GARA
BANGUI

Francisco cierra su gira en Bangui llamando a la reconciliación interreligiosa

El Papa cerró su primera gira africana con una visita a la mezquita central de Bangui, en el barrio que fue escenario a finales de 2013 de masacres intercomunitarias, y llamando a la reconciliación entre religiones.

«Los cristianos y los musulmanes somos hermanos y debemos decir no a la venganza, la violencia y el odio», lanzó el papa Francisco a su llegada ayer a la mezquita central de Bangui, en la capital de la República Centroafricana, una visita con la que dio un paso altamente simbólico en su proceso de reconciliación para cerrar su gira por África. Y los centroafricanos le hicieron caso... por un día.

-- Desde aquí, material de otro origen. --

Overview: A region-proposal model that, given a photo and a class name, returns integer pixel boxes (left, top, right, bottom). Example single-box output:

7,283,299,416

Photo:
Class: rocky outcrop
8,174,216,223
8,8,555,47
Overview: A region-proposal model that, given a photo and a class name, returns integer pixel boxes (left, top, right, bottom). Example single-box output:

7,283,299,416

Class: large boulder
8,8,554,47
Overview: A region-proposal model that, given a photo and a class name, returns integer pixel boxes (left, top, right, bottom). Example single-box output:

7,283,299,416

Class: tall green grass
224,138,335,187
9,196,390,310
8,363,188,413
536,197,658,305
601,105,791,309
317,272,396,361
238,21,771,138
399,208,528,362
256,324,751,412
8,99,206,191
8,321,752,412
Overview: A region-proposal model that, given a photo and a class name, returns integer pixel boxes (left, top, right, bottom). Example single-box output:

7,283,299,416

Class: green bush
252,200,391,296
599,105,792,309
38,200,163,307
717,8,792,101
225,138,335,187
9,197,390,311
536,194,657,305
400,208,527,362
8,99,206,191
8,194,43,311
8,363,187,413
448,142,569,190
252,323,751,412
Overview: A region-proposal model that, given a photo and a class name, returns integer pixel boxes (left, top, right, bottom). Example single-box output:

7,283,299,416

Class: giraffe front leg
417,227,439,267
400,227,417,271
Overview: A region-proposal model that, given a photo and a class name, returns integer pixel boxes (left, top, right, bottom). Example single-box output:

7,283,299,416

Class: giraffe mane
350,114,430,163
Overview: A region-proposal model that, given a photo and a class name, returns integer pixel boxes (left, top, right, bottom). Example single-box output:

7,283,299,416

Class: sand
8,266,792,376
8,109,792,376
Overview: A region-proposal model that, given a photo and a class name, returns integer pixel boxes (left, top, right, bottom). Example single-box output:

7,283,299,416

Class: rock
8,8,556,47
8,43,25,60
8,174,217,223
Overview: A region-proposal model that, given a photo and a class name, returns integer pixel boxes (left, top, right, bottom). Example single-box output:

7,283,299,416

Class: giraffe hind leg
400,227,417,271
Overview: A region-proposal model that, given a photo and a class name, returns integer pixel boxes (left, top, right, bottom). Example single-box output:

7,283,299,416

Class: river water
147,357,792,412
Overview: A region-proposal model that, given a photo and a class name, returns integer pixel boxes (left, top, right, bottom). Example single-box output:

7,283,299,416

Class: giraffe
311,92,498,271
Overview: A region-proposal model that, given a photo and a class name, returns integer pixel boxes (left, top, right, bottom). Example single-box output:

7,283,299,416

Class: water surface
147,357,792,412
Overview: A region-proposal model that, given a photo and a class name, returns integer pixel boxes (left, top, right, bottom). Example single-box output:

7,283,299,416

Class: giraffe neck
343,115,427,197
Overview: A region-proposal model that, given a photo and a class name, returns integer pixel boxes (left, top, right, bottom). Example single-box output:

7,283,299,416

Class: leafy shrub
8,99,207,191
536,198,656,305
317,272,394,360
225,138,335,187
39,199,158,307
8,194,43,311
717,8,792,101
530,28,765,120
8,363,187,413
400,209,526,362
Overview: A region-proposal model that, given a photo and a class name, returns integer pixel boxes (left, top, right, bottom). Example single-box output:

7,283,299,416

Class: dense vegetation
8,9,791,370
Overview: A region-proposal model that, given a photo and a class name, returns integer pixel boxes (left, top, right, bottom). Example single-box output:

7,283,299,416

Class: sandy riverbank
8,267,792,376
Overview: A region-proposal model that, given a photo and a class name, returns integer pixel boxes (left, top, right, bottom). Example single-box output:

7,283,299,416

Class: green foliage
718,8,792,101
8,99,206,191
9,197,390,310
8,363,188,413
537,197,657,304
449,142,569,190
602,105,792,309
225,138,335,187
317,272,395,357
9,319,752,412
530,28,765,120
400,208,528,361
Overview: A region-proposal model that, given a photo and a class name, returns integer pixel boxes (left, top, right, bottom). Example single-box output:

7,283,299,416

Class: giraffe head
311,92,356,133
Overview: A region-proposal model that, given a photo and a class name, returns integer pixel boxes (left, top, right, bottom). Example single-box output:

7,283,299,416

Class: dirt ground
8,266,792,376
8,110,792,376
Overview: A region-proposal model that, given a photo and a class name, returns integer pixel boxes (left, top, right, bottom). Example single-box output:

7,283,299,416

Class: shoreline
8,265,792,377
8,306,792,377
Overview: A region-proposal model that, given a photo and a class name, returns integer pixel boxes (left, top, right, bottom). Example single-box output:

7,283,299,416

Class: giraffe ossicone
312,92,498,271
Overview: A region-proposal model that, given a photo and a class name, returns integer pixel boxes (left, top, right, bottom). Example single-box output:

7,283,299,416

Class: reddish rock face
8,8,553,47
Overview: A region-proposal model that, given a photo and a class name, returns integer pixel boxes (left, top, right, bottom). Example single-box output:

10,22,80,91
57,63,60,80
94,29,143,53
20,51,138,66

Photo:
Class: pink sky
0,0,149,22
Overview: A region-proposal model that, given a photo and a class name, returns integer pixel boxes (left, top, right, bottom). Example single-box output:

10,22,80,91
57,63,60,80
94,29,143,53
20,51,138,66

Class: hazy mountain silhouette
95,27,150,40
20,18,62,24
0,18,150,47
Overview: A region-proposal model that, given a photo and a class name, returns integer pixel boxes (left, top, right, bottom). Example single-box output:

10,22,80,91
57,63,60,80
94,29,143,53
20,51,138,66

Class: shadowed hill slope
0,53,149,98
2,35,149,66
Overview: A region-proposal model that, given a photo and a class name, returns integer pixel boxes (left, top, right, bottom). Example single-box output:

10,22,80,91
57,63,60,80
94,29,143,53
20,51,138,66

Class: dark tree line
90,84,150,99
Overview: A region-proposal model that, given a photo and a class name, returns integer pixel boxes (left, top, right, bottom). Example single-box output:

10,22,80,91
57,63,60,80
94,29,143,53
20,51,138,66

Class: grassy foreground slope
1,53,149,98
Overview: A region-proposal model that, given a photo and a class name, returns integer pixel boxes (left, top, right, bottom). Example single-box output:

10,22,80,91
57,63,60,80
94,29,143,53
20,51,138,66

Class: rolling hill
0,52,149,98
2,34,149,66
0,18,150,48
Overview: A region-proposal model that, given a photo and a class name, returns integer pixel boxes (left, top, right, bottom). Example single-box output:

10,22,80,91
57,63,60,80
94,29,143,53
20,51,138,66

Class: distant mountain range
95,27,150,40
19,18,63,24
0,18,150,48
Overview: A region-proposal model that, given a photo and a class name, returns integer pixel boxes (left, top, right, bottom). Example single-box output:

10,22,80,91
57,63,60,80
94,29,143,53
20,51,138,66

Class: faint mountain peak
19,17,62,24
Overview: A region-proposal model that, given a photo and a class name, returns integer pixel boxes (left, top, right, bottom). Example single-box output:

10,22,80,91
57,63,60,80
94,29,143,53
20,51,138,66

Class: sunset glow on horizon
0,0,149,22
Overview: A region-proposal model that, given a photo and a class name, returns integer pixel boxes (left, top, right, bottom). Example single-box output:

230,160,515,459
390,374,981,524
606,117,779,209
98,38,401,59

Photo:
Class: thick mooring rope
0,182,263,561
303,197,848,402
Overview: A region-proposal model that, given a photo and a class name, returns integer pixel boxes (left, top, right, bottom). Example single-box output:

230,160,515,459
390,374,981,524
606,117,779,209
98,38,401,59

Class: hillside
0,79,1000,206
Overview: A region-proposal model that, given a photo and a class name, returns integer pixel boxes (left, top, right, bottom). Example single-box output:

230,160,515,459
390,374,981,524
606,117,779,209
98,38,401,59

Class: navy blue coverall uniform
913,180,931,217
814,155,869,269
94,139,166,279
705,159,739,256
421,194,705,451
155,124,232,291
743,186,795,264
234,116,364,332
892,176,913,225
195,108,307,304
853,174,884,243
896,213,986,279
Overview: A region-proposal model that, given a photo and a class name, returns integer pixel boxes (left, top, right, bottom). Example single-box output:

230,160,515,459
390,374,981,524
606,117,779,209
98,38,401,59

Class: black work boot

Horas más tarde, también simbólicamente, dos pick-up llenos de musulmanes con camisetas con la imagen de Francisco llegaron al estadio de Bangui para asistir a su misa.

En un país donde los enfrentamientos entre cristianos y musulmanes han provocado la muerte de miles de personas y el desplazamiento de cerca de un millón –la mitad refugiados–, Francisco reclamó el «diálogo» para la reconciliación.

En una escena poco habitual, los habitantes del barrio musulmán PK5 salieron a la calle para recibir al Papa durante la visita a la mezquita central, mezclándose sin incidentes con la población cristiana, rompiendo el muro de odio que les separa a diario. Los cristianos atravesaron la frontera invisible de estas calles casi prohibidas para visitar a sus familiares, aislados por el conflicto que mantienen las milicias de ambas confesiones desde hace dos años.

Entre gritos de «¡Se acabó el odio!», «¡La paz ha vuelto!», «¡La guerra ha terminado!», se ofreció una imagen de concordia y hermandad que hacía mucho tiempo que no se producía.

Se trata de un hecho insólito, porque los musulmanes no suelen venir a esta zona, pero esta vez fueron recibidos con aplausos de la muchedumbre que gritaba «¡Se acabó el odio!».

En el barrio PK-5, donde se refugian los últimos musulmanes de Bangui que escaparon de la violencia y que es objeto del acoso y el bloqueo de los milicianos cristianos antibalaka, el Papa fue recibido por el gran imán Nehedi Tidjani, en presencia de delegaciones católicas y protestantes, mientras los cascos azules vigilaban apostados en los minaretes y grupos de autodefensa permanecían a la entrada de sus estrechas calles.